Meskipun demikian, pembeli cenderung sepi. Ada hari-hari di mana dagangan hanya terjual satu dua porsi, atau bahkan tidak ada pembeli sama sekali.
Menilik sebagian faktor di atas, warung Umi memiliki kelemahan dari segi lokasi dan penanda yang nyempil.
Atau daya beli turun? Spekulasi penurunan daya beli warga permukiman padat itu baru dugaan liar saya.
Mungkin saja mereka belum memerlukan jajan pecel, karedok, atau rujak ulek. Entahlah.

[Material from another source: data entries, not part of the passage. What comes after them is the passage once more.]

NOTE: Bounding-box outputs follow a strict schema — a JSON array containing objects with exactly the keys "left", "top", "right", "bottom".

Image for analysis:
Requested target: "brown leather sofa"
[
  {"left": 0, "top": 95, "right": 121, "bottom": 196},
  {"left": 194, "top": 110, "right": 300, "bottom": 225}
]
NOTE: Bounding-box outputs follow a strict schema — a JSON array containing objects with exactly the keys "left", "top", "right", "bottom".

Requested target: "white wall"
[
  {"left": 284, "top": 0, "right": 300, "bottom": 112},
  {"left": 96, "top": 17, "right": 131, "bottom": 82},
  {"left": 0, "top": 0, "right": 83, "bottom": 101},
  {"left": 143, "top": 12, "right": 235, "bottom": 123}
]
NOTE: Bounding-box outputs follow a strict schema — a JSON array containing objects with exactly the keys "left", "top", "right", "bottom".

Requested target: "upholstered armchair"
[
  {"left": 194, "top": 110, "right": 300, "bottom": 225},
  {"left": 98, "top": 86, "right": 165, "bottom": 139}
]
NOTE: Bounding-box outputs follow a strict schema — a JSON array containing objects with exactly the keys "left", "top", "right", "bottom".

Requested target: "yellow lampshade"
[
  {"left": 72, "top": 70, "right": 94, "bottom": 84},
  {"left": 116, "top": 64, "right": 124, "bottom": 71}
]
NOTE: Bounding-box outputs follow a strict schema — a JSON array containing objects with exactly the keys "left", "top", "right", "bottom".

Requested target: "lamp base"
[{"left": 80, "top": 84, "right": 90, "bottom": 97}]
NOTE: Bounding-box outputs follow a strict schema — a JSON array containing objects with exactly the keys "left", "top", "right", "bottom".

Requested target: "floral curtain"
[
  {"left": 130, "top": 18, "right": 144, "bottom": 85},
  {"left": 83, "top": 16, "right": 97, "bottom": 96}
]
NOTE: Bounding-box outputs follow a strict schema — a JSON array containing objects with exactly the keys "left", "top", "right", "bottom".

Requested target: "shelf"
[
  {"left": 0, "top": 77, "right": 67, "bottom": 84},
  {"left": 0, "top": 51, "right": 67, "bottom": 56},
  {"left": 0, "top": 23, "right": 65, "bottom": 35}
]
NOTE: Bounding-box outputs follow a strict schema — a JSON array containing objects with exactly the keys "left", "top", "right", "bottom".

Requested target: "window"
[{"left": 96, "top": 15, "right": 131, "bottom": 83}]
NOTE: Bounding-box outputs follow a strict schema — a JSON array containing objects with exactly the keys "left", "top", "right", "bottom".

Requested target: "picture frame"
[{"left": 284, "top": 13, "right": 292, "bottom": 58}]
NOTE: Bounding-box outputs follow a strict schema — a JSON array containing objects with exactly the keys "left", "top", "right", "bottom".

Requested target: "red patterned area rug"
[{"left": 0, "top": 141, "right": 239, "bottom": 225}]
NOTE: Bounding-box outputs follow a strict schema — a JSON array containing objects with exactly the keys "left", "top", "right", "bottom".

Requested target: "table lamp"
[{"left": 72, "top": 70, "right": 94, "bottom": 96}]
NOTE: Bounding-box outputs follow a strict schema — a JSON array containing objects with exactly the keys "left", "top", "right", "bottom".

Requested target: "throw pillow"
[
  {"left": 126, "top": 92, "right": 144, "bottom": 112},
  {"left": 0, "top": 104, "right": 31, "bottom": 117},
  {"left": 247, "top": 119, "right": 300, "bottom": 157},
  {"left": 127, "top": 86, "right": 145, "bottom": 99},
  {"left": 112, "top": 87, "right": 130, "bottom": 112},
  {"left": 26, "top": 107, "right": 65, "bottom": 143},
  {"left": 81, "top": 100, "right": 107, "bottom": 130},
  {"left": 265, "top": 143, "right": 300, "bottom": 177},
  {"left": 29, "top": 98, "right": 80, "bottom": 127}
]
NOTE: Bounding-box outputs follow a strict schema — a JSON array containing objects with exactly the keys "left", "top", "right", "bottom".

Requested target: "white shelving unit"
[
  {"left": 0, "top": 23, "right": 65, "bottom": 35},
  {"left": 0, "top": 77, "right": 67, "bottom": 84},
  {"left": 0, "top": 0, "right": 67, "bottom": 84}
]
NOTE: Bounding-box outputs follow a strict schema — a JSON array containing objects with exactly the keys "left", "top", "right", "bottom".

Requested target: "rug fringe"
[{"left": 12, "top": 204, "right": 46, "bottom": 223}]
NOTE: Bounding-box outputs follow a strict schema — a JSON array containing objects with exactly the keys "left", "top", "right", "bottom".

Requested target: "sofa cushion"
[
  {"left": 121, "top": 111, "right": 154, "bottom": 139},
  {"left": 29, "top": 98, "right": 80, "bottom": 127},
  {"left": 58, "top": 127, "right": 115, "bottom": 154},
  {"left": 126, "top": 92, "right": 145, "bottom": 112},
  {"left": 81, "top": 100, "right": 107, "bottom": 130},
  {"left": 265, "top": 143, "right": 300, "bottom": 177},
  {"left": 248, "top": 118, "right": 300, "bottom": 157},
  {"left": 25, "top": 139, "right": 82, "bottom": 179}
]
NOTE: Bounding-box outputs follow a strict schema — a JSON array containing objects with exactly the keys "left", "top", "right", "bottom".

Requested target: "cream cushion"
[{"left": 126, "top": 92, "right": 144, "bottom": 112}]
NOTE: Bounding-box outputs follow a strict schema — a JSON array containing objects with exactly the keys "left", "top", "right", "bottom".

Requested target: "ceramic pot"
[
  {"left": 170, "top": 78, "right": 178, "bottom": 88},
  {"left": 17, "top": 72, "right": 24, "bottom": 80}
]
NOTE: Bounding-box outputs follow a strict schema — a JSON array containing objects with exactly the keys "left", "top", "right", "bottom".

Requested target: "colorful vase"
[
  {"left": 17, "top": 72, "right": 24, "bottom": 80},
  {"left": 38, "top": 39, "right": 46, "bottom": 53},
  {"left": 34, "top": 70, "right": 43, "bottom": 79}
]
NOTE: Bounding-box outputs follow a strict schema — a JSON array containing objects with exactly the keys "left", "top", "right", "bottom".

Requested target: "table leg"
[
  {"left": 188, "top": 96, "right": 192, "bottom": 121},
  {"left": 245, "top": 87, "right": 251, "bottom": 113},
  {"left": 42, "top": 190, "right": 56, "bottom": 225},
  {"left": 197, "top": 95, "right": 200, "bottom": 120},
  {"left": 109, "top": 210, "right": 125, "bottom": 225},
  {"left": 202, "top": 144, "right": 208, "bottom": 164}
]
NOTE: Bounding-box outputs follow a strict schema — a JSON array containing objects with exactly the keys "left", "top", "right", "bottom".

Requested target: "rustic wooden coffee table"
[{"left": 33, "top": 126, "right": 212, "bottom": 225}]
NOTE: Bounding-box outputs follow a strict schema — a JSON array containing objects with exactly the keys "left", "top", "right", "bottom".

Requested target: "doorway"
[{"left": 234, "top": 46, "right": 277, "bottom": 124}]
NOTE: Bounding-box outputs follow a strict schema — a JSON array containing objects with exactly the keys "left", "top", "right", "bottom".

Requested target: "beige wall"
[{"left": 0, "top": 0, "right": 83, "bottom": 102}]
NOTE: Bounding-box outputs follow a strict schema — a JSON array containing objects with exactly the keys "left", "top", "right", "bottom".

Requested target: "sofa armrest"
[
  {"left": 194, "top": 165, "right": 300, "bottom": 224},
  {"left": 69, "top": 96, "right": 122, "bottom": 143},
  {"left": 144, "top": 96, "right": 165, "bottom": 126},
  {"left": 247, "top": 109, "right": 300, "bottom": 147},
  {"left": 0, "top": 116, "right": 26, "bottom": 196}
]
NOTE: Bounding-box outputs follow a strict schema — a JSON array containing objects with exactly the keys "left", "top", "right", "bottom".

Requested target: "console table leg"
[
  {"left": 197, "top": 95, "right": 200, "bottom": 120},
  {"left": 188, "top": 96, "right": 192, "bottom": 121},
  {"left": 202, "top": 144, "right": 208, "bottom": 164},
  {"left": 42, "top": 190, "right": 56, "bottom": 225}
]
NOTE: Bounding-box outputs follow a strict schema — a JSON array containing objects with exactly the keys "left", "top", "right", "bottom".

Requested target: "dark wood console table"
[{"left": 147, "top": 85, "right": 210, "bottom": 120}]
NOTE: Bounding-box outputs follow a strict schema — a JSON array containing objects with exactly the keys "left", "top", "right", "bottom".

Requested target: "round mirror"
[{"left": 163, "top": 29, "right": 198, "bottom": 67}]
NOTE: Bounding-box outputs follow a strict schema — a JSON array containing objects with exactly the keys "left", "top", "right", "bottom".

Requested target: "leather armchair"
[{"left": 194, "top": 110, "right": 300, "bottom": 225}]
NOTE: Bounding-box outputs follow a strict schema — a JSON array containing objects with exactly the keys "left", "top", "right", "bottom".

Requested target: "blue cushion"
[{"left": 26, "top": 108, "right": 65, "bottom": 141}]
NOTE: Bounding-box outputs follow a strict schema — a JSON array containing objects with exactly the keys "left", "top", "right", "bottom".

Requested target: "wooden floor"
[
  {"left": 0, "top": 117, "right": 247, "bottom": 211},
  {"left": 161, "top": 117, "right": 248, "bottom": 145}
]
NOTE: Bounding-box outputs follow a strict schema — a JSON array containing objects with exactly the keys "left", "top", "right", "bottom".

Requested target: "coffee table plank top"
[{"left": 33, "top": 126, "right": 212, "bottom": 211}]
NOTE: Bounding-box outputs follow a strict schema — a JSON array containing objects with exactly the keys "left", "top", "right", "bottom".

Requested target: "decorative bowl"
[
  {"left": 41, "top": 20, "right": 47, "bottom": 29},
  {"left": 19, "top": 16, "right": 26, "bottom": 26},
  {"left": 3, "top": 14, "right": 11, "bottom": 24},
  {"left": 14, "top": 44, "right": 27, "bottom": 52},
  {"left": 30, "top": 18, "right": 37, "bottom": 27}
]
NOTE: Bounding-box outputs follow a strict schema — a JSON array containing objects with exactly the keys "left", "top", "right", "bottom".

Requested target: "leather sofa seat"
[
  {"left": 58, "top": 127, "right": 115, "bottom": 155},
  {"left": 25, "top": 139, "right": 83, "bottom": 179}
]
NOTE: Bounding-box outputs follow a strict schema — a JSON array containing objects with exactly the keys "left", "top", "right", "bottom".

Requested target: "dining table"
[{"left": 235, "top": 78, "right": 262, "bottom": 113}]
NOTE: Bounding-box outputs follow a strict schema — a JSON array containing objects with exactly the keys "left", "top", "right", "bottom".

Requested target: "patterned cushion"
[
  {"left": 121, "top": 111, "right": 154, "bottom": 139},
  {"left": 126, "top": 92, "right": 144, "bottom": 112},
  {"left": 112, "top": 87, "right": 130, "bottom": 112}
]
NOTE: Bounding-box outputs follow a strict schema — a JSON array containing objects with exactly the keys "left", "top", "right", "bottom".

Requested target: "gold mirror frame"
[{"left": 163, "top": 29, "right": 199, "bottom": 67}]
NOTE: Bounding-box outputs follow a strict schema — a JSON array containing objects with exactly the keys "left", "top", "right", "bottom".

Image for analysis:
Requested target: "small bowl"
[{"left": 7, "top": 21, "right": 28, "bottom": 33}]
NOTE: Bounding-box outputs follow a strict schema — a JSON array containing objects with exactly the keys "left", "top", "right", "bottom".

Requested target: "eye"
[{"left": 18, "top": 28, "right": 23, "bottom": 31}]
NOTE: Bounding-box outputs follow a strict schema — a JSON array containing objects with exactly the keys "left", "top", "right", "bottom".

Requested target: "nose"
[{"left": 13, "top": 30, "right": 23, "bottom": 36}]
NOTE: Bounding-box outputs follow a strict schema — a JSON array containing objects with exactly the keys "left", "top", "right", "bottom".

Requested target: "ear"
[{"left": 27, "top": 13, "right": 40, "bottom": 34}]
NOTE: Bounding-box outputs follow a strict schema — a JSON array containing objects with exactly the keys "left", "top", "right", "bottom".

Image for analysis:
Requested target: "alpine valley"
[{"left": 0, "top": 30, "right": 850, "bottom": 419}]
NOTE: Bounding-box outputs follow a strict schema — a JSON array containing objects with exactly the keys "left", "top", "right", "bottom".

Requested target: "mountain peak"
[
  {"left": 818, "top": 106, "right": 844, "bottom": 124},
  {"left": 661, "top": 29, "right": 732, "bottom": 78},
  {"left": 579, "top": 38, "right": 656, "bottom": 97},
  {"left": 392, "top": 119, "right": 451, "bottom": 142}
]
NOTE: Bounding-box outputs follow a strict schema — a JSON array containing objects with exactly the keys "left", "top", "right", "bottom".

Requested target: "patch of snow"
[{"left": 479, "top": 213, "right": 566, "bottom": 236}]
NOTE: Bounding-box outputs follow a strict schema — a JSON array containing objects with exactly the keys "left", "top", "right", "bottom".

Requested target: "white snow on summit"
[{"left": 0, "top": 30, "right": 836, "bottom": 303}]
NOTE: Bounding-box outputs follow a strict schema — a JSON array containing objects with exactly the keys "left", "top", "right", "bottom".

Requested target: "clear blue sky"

Apa pun faktor yang mempengaruhi, pada kenyataannya warung Umi sering sepi.
Tak heran, selama menunggu sepi maka pikiran Umi melayang. Merasa bahwa kunjungan saya membawa hoki. Sebagai penyebab datangnya rezeki. Menarik kunjungan pembeli lain.
Kendati tidak terlalu percaya, saya tetap mengiyakan. Datang lagi dan lagi demi membesarkan hati Umi.
Agar nenek 16 cucu 3 cicit itu senantiasa berjualan dengan penuh semangat. Mengisi senja dengan kegiatan bermanfaat: berdagang.